I’ve been trying to watch Oscar movies I hadn’t seen before and cover all the streaming services I typically cover. Hulu being the exception, because it would seem every film I find on there that has an Oscar nomination. I’m very familiar with. Tubi, which just started into audio description this year, has an atrocious list of films with audio description, rarely offering films people want to actually watch. Shockingly, none of them have ever been nominated for an Oscar. Broadening my search, while I would have preferred this review to be la Cage Aux Folles (even with English dubbing), it was in French, and DuoLingo hasn’t approved me as a French speaker yet. So, American History X it is.

I’ve been avoiding this film. Honestly, it came out at a time when I was a teen, and still trying to build my film knowledge, so I tried to watch it. I rented it, got about 15 minutes in, felt deeply uncomfortable, and passed on it. I also grew up in a somewhat racist area, so I can say that I think people took away the wrong message from this film. My continued interactions over the years have led me to believe that unlike other movies about white supremacists, this one has still oddly been embraced. Perhaps because it allows Norton to platform hate in a film that is telling two narratives.

We open on a young Norton looking very Nazi, and we follow him through a crime. Then, we jump forward, and he’s out, and because we know so little, his brother (played by Edward Furlong) begins his journey as the narrator by telling us all we need to know about the awesome history of his brother. Of course, Norton is different, prison changed him, and that’s what the movie is supposed to be about. but it can’t help but constantly be interrupted by hate.

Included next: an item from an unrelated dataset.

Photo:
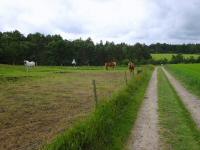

Since this film doesn’t have audio description, in some ways I still feel like I have not fully experienced this, and I’m totally OK with that. Edward Norton received a Best Actor nomination for this, and the 90’s were a time he could have received many other nominations that weren’t this. The cast features heavy hitters like Ethan Suplee and Fairuza Balk, and the director went on to direct nothing even remotely memorable.

I don’t know what my grade would be for this, but it’s always been something I was hoping to avoid. Tubi needed a bigger bench for me to choose from.